World history was blatantly Eurocentric, and my parents had to enroll me in Chinese school, a concurrent school, just to appreciate the depth and many facets of China’s history and take me out of primary school to study in Taiwan. Truthfully, I always liked Latin American history/literature the best, but that didn’t happen until I specifically elected to take courses in university.
One last obvious discrimination I can think of—against body image, food and weight—which are so pervasive that I hesitant to mention it here.
There is a sense of resentment that Asians are so lucky because so many of us are thin.

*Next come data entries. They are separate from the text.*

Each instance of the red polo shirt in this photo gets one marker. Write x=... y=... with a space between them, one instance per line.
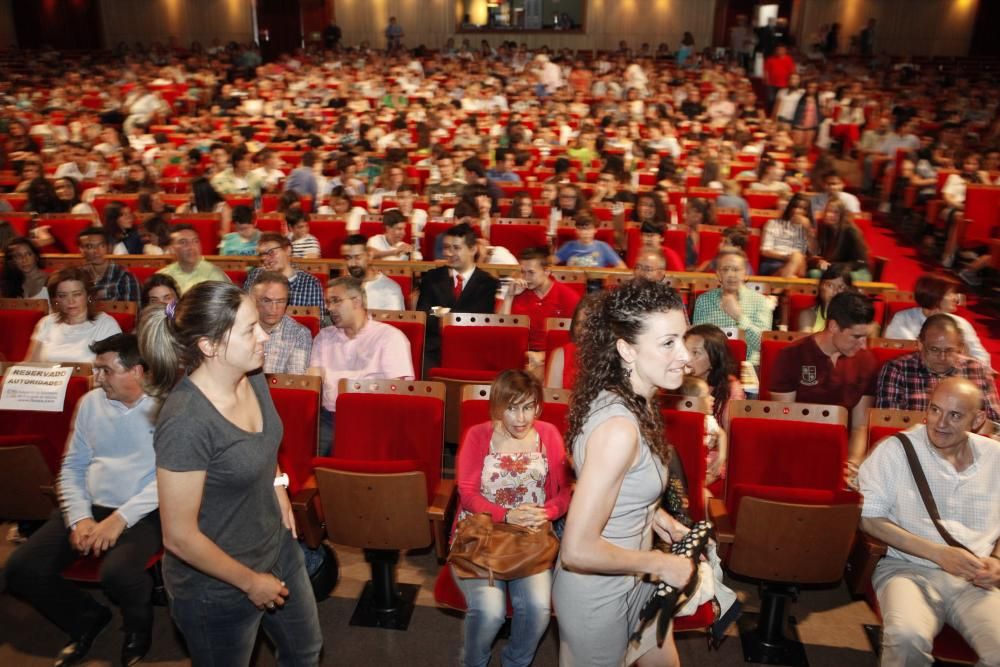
x=559 y=301
x=804 y=368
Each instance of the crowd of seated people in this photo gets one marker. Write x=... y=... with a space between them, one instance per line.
x=612 y=176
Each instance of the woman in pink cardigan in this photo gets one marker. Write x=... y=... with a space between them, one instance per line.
x=514 y=468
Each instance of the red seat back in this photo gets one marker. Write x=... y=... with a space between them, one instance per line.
x=64 y=229
x=207 y=228
x=413 y=433
x=806 y=462
x=516 y=237
x=15 y=334
x=331 y=235
x=298 y=407
x=982 y=210
x=488 y=348
x=52 y=427
x=685 y=431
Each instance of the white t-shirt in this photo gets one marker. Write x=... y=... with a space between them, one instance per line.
x=58 y=341
x=384 y=293
x=380 y=244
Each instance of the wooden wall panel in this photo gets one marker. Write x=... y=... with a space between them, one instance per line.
x=431 y=22
x=186 y=20
x=904 y=27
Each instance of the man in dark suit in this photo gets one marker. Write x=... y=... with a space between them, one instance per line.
x=458 y=286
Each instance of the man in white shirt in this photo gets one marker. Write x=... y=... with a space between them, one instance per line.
x=382 y=292
x=355 y=347
x=923 y=582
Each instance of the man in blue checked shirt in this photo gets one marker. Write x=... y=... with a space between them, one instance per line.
x=108 y=508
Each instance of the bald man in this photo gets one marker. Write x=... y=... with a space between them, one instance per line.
x=651 y=265
x=922 y=582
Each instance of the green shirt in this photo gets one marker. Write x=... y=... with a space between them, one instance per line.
x=757 y=311
x=186 y=280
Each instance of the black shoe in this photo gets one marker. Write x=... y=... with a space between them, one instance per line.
x=136 y=647
x=79 y=646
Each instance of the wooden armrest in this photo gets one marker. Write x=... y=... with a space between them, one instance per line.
x=440 y=511
x=865 y=555
x=443 y=498
x=308 y=514
x=719 y=516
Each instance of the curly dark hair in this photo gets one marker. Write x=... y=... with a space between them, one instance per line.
x=620 y=313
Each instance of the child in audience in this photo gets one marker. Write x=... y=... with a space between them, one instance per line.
x=304 y=244
x=585 y=250
x=716 y=440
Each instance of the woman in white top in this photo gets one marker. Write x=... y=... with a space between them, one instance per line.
x=75 y=323
x=935 y=294
x=23 y=277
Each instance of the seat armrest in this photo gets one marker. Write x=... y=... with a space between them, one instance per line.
x=444 y=497
x=719 y=516
x=308 y=514
x=865 y=555
x=440 y=511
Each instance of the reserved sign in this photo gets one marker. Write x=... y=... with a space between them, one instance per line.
x=35 y=388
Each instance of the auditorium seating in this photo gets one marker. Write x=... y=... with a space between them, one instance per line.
x=19 y=317
x=382 y=484
x=308 y=316
x=413 y=323
x=31 y=449
x=124 y=313
x=949 y=646
x=786 y=520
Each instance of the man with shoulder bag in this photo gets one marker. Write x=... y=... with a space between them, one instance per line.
x=931 y=494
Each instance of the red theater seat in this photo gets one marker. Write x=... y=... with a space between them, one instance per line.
x=19 y=317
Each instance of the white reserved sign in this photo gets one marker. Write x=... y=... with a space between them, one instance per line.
x=35 y=388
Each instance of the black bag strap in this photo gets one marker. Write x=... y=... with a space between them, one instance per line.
x=925 y=492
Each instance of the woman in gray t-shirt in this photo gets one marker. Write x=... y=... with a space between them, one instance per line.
x=232 y=563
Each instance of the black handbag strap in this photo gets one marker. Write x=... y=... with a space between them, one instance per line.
x=925 y=492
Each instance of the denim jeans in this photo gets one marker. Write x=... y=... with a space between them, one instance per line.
x=327 y=430
x=531 y=599
x=223 y=632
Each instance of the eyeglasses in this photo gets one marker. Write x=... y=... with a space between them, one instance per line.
x=269 y=252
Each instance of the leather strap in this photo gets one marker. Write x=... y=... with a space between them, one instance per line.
x=925 y=492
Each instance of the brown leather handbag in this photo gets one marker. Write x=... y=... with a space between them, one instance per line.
x=486 y=550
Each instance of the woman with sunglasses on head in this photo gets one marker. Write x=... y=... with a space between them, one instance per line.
x=232 y=564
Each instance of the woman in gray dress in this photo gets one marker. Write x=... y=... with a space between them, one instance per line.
x=631 y=347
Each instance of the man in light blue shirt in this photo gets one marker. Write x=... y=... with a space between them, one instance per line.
x=108 y=507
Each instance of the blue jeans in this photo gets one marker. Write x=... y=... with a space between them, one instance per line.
x=221 y=633
x=327 y=430
x=531 y=599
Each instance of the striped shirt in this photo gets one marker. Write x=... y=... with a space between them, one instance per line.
x=307 y=246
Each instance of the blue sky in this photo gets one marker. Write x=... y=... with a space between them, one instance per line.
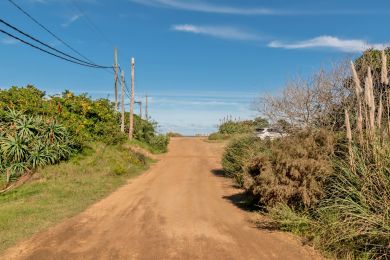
x=198 y=60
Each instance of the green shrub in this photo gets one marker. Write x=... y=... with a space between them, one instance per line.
x=238 y=154
x=173 y=134
x=354 y=218
x=287 y=219
x=293 y=171
x=236 y=127
x=159 y=143
x=218 y=136
x=28 y=142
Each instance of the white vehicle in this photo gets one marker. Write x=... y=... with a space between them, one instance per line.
x=271 y=133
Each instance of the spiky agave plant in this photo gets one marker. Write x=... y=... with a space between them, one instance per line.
x=29 y=142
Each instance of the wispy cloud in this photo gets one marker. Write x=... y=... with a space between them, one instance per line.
x=71 y=20
x=205 y=7
x=330 y=42
x=208 y=7
x=222 y=32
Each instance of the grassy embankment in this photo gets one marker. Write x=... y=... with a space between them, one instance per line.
x=61 y=191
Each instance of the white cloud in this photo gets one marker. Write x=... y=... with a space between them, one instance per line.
x=207 y=7
x=71 y=20
x=330 y=42
x=222 y=32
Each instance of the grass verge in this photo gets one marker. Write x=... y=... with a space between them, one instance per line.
x=61 y=191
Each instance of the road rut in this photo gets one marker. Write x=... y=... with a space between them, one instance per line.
x=180 y=209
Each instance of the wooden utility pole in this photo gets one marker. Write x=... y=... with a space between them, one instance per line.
x=116 y=78
x=140 y=108
x=131 y=127
x=146 y=108
x=123 y=101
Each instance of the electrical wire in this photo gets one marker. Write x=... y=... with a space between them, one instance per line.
x=47 y=30
x=43 y=50
x=54 y=49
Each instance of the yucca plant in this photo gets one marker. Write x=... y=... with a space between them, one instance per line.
x=28 y=142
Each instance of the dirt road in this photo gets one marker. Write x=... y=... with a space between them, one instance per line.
x=180 y=209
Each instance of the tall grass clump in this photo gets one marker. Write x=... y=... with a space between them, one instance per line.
x=238 y=154
x=354 y=219
x=293 y=170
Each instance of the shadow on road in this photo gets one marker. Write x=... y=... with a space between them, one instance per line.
x=240 y=199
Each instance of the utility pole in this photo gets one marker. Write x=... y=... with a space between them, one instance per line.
x=123 y=101
x=116 y=78
x=146 y=107
x=140 y=108
x=131 y=128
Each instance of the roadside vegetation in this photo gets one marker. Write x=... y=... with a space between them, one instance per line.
x=230 y=127
x=59 y=154
x=329 y=179
x=57 y=192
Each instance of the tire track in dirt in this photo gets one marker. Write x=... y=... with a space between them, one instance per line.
x=179 y=209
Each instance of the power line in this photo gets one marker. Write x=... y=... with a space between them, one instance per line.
x=47 y=30
x=43 y=50
x=48 y=46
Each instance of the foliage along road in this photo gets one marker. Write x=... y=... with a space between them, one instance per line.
x=180 y=209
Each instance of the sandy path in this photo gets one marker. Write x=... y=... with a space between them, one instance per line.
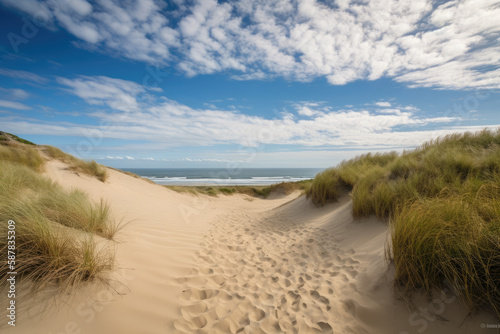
x=300 y=269
x=159 y=243
x=235 y=264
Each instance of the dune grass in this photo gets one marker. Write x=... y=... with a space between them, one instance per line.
x=255 y=191
x=57 y=232
x=91 y=168
x=21 y=154
x=5 y=136
x=443 y=203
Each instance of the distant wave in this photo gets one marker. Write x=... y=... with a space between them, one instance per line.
x=238 y=181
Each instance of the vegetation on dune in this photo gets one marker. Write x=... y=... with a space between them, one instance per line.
x=256 y=191
x=21 y=154
x=443 y=202
x=59 y=235
x=5 y=136
x=91 y=168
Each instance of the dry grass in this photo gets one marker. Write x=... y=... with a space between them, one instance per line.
x=57 y=232
x=443 y=201
x=256 y=191
x=91 y=168
x=21 y=154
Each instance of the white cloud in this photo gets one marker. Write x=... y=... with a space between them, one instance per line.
x=23 y=75
x=116 y=93
x=168 y=123
x=450 y=45
x=14 y=93
x=13 y=105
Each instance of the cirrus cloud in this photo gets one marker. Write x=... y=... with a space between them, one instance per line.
x=422 y=43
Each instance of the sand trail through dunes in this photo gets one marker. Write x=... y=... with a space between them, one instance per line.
x=300 y=269
x=274 y=272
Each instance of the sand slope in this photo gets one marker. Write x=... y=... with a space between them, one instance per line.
x=237 y=264
x=300 y=269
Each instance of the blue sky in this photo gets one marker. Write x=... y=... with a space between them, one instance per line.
x=245 y=83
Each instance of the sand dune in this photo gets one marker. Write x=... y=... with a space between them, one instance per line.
x=237 y=264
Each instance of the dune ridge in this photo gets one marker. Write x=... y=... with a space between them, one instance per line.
x=238 y=264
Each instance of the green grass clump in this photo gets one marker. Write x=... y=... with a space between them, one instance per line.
x=256 y=191
x=91 y=168
x=56 y=231
x=443 y=202
x=21 y=154
x=4 y=136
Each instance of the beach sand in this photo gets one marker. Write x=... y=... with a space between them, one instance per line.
x=237 y=264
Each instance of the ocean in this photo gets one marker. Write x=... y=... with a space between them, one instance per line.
x=223 y=176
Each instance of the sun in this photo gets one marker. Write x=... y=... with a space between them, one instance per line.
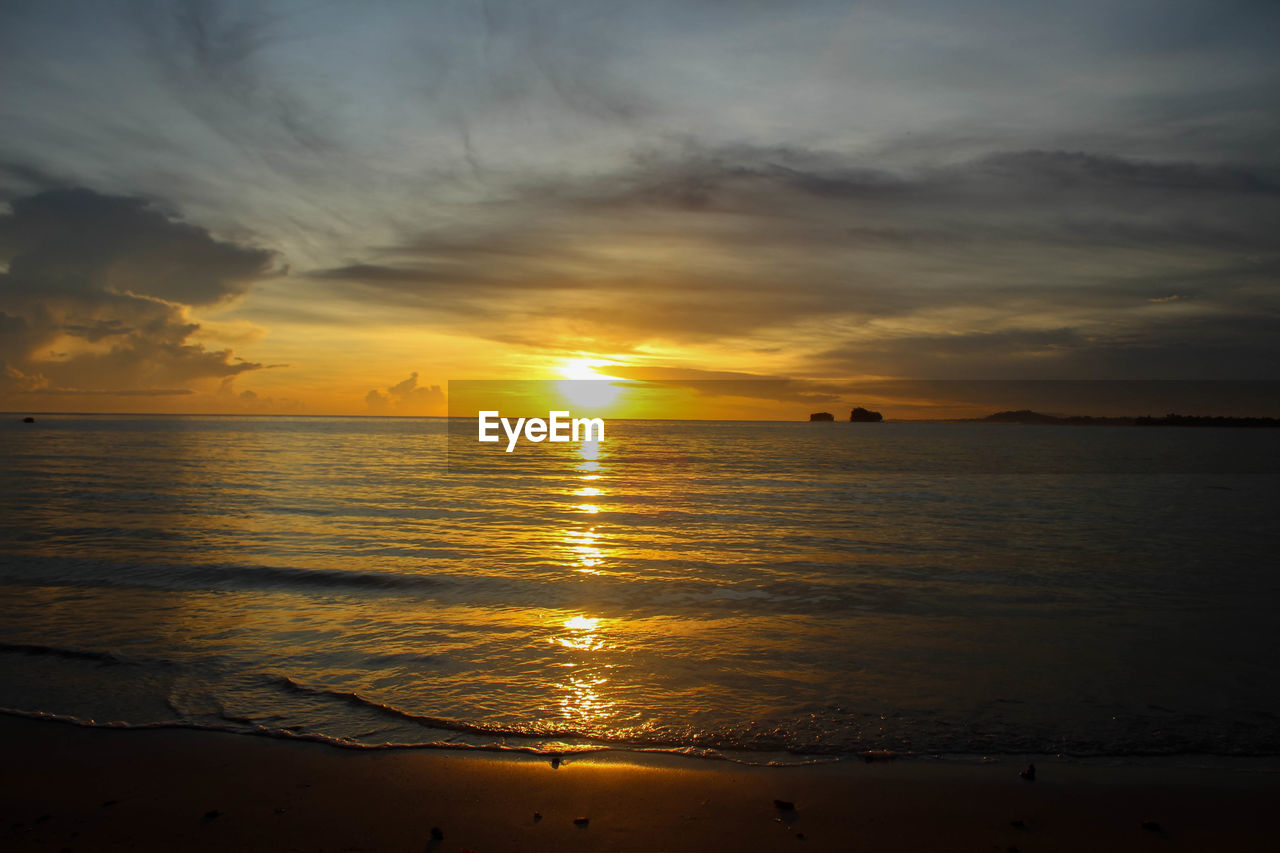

I’ve grown up with a lot of other people’s projection of their own body issues and discomfort, whether it’s direct attack: “I’d rather be healthy than skinny or emaciated like you!” or magazine articles denouncig size zero, which is what I am, or rants posted up at the gym with high-fives ()
Not infrequently there’s jabs and qualifiers in fitness classes, “Y’all don’t have to have a perfect body with no fat, like Victoria” or pointed remarks, “You probably don’t even know what it’s like to be fat,” or being called out with slogans like, “real women have curves.” There’s often mean-spiritedness from people who are insecure about their own bodies (blocking access to a locker, to a machine, or flat-out admissions from the formerly fat that they could never deal with you.) And you know what? We just have to take it, being a scape-goat for other people’s body image issues and their aggression, because our very existence—indeed if you ever have to take an Asian-based airline, you’ll be very aware—-reminds others of body pain.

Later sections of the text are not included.